当社が運営する「交換できるくん」への集客は、検索サイトを経由したものが大半を占めております。当社は、SEO(検索エンジン最適化)対策を実施することにより、検索結果において上位に表示されるような対策を講じておりますが、今後、検索エンジン運営者が検索結果を表示するロジックを変更するなどして、それまで有効であったSEO対策が十分に機能しなくなった場合には、当社の事業及び業績に影響を及ぼす可能性があります。

 

③ レピュテーションリスクについて

当社や当社のサービスについて何らかの否定的な風評が広まった場合、当社や当社のサービスの信用や信頼が低下する可能性があります。当社はコンプライアンス規程、リスク管理規程、クレーム・インシデント対応規程に基づきリスク発生の未然防止やリスク発生時の対応を行いますが、それらにも関わらず否定的な風評が広まった場合には、顧客離れが生じるなどし、当社の業績等に影響を与える可能性があります。

 

④ 物流拠点の集中について

当社では、自社運営による商品センターを構えており、商品の入荷から出荷に至るまでを主に神奈川県横浜市の商品センターにて行っております。当商品センターが自然災害又は火事などにより操業できなくなった場合、当社在庫に対する保険は適用されるものの、在庫の損失やサービスの遅延又は一時停止などといった事態の発生により、当社の事業及び業績に影響を及ぼす可能性があります。

 

⑤ 特定の仕入先への依存について

当社の主要な仕入先は、パナソニックリビング株式会社、株式会社ヨコヤマ及び株式会社小泉神奈川であり、2022年3月期における当社の総仕入実績に対する割合は29.4%、24.5%及び8.0%となっております。当社では安定度の高い仕入先として認識しておりますが、今後、取引の継続が困難となった場合や主要仕入先の製品供給の動向によっては、当社の事業及び業績に影響を及ぼす可能性があります。

 

⑥ システム障害について

当社は、Webサイトの管理を始め、受注、発注、仕入、在庫管理、発送、売上までの大半の業務を業務管理システムに依存しております。そのため、これらのシステムではそれぞれ予備系統やバックアップ対策による可用性向上やウイルスチェック等外部からの攻撃を回避するためのセキュリティ対策を講じております。

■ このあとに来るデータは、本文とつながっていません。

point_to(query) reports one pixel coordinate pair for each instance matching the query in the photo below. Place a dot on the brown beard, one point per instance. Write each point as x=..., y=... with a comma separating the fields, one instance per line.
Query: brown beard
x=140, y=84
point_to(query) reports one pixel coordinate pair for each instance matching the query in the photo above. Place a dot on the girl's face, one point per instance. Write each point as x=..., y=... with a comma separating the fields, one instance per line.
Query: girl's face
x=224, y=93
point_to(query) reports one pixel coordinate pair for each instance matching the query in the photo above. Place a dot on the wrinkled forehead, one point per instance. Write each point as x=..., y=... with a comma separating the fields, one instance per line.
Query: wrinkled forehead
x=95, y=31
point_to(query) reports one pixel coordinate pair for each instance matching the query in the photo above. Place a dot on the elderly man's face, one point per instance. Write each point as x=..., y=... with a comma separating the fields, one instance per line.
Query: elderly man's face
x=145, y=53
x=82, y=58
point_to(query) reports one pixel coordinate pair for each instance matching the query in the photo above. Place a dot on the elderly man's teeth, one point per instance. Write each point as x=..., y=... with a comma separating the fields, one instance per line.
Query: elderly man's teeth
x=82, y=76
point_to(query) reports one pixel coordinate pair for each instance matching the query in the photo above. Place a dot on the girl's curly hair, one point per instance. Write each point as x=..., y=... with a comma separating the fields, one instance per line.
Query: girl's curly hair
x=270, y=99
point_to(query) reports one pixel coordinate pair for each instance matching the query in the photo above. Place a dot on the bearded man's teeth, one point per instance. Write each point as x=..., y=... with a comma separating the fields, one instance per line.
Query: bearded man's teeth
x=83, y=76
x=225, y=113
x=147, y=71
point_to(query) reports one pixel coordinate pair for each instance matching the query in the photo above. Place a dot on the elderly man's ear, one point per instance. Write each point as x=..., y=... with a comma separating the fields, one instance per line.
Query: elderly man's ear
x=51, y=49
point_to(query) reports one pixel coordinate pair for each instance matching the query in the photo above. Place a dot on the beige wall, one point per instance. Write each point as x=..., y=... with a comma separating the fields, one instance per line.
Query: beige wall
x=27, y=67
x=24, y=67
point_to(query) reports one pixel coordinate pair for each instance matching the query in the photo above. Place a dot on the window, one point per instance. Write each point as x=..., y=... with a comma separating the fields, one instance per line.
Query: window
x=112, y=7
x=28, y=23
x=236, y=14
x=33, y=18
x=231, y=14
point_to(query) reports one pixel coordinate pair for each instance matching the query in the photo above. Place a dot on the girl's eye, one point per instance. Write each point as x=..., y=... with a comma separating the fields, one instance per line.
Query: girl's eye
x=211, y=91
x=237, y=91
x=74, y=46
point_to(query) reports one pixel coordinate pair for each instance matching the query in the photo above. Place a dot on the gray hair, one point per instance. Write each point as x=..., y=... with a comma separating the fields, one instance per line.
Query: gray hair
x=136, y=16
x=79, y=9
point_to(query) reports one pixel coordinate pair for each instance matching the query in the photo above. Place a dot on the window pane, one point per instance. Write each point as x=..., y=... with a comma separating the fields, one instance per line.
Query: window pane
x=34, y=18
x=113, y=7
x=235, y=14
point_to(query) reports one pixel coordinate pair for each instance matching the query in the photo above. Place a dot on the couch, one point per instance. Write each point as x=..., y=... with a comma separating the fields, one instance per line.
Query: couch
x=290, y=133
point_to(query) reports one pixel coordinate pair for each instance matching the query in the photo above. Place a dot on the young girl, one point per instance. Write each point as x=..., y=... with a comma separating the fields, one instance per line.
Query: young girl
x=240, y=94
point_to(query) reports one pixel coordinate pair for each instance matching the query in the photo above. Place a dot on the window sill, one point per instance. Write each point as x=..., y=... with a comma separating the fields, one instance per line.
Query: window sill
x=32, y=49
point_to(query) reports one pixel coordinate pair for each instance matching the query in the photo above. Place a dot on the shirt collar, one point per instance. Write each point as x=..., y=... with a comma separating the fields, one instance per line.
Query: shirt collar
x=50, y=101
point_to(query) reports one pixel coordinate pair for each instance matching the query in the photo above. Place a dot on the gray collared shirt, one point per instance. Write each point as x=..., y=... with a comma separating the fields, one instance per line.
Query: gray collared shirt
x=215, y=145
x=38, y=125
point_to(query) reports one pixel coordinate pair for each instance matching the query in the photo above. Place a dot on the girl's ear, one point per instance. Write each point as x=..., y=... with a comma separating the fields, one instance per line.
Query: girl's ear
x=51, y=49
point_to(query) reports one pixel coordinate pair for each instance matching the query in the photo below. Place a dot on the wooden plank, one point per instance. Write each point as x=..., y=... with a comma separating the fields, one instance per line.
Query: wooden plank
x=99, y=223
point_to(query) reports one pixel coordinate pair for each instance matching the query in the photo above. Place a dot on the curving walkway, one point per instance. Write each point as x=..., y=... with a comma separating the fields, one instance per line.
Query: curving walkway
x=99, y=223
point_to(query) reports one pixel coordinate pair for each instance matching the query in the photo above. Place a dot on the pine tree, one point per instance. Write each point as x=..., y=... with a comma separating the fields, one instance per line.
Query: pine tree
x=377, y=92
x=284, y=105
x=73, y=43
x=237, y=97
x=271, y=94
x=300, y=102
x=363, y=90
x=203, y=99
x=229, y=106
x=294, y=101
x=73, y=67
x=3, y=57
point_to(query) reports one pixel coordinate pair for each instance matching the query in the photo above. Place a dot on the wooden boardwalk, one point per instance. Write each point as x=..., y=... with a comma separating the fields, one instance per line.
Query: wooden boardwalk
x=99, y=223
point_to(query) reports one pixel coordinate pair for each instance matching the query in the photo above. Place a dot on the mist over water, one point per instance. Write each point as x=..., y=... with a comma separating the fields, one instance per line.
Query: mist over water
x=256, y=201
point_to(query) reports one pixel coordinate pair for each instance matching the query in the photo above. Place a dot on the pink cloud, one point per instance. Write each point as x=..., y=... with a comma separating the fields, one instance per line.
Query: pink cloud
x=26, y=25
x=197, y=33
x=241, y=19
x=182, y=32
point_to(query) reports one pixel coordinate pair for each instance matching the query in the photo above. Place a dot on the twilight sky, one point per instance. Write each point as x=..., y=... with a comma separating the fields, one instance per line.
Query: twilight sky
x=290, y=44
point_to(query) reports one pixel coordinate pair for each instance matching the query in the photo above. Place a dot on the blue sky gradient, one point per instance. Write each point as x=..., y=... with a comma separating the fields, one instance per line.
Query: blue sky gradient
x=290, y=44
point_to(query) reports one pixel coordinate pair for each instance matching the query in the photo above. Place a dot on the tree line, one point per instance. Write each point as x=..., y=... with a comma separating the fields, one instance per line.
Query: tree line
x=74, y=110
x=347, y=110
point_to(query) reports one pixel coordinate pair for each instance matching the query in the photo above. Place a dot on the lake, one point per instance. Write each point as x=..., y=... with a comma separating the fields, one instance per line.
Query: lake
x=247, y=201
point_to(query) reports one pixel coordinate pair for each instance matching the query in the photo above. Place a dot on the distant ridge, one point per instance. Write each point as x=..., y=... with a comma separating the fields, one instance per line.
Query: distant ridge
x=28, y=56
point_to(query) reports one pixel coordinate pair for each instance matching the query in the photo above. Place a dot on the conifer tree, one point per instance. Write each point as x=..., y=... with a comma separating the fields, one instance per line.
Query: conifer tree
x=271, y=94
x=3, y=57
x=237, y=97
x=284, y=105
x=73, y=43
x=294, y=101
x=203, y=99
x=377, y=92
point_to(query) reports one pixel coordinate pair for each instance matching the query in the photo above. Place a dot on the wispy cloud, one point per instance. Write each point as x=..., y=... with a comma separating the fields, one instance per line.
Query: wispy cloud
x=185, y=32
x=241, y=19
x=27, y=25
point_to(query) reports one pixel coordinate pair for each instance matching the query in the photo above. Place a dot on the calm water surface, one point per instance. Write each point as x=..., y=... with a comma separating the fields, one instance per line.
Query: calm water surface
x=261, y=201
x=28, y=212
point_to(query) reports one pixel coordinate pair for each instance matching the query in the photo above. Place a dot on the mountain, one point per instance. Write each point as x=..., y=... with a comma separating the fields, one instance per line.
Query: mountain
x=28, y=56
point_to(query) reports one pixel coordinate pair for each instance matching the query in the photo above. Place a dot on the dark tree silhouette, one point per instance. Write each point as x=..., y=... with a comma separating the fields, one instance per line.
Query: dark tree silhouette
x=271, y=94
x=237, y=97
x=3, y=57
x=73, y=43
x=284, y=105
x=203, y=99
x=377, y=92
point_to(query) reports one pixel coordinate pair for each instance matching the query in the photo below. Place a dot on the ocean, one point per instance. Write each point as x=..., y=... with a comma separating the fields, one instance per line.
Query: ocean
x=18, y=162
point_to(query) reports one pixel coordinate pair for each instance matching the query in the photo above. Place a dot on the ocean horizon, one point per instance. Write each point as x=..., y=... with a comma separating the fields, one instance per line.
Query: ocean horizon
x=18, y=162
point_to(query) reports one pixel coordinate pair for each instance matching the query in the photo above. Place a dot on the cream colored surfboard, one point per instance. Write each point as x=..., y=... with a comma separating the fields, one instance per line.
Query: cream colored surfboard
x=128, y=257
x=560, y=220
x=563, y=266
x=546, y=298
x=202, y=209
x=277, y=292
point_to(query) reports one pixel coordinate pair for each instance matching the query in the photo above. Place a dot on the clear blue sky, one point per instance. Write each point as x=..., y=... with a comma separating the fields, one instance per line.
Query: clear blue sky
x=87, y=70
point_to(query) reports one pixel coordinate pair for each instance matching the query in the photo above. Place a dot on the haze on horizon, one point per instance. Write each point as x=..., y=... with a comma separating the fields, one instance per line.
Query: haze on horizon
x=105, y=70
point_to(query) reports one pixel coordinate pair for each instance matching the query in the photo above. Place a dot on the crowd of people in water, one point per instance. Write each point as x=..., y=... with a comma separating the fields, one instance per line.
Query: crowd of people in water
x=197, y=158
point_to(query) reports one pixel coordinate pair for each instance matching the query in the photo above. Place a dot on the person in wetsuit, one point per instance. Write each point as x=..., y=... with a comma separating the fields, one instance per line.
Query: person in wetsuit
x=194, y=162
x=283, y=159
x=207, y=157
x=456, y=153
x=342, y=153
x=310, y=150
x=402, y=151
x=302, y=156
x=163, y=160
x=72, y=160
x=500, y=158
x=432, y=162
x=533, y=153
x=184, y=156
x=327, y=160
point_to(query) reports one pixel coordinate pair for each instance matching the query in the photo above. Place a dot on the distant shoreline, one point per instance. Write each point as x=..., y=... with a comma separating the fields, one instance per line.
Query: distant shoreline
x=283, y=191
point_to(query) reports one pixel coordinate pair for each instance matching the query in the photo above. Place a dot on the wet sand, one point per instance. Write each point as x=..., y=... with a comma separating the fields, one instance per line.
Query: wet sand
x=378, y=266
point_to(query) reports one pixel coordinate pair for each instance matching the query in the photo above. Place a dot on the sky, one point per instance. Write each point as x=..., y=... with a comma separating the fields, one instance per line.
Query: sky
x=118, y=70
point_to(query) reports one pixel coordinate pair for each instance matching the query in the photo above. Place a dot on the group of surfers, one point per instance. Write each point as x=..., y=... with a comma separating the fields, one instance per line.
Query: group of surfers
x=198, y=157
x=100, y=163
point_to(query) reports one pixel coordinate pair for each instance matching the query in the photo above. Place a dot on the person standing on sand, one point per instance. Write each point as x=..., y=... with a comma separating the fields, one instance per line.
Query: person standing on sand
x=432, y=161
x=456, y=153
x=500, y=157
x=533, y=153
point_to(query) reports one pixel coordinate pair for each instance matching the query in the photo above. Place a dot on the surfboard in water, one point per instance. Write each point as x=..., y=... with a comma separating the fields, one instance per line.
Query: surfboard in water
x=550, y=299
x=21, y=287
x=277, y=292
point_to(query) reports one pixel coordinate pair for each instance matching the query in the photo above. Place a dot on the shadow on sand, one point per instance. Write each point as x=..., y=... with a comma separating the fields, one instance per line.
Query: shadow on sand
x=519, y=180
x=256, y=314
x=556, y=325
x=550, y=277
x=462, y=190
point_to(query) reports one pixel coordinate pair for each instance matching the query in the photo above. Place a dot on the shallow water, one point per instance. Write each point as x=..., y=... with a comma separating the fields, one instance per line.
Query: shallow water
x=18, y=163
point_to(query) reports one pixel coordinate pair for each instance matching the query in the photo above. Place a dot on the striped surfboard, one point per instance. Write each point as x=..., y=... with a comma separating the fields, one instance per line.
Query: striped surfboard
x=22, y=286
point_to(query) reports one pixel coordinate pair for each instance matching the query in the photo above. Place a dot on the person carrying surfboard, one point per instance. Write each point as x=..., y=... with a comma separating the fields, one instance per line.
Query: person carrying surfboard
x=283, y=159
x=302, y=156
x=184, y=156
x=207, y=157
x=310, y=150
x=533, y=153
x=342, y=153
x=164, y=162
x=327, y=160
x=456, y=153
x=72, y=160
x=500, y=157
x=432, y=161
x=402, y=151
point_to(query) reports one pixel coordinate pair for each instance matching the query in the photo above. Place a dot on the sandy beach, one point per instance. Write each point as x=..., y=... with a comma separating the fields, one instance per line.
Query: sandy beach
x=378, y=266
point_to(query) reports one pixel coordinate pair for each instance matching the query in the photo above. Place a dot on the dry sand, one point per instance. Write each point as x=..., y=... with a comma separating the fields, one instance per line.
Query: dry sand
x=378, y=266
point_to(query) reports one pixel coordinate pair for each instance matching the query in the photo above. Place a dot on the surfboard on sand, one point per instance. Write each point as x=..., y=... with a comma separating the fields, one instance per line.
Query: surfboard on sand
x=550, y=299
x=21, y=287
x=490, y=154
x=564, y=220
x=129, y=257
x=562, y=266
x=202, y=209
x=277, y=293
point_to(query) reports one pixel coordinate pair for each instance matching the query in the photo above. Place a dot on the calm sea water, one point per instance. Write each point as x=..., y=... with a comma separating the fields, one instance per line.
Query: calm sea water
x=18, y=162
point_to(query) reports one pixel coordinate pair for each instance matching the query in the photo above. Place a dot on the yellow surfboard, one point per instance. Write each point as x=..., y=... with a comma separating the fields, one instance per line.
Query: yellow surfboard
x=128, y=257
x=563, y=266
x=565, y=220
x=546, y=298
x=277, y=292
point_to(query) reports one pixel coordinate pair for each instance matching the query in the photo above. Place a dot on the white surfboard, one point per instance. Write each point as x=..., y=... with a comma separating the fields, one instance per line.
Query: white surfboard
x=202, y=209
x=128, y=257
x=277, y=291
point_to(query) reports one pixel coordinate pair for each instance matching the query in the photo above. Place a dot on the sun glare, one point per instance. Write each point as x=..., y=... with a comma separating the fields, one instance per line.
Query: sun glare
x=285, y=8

しかしながら、万一、システム障害が発生した場合には復旧に要する期間等によっては、当社の事業及び業績に影響を及ぼす可能性があります。

 

 

⑦ 情報セキュリティについて

当社では、日々高度化するサイバー攻撃などの脅威に備え、ファイアウォールやWebアプリケーションファイアウォールの導入、PCやスマートフォンなどのデバイスとWebサーバー間の通信データを暗号化、接続元IPアドレス制限、アクセス権管理など必要な対策に努めています。

しかしながら、想定以上にサイバー攻撃などの脅威が高度化し発生した場合には、当社の事業及び業績に影響を及ぼす可能性があります。

 

⑧ 個人情報の取扱いについて

当社は、EC等による役務の提供に際し、お客様の氏名、住所等の申し出を受け、多くの個人情報を保有するため、「個人情報の保護に関する法律」に規定する個人情報取扱事業者に該当します。当社は、個人情報の管理を事業運営上の重要事項と捉え、個人情報の外部漏洩、不適切な利用等の防止を徹底すべく、社内規程を策定し、内部管理体制を徹底するとともに、システムやセキュリティの強化などに取組むことで厳重に管理しております。

しかしながら、当該施策に関わらず当社のお客様の個人情報が社外に漏洩した場合には、損害賠償や信用失墜等により、当社の事業及び業績に影響を及ぼす可能性があります。

 

⑨ 法的規制について

当社の事業継続に著しく重要な影響を及ぼす法的規制等はありませんが、特定商取引に関する法律、不当景品類及び不当表示防止法、水道法及び電気工事法等の法令による規制を受けております。当社では、これらの法令等を遵守するための管理体制及び従業員教育を徹底し、コンプライアンス体制の整備に努めております。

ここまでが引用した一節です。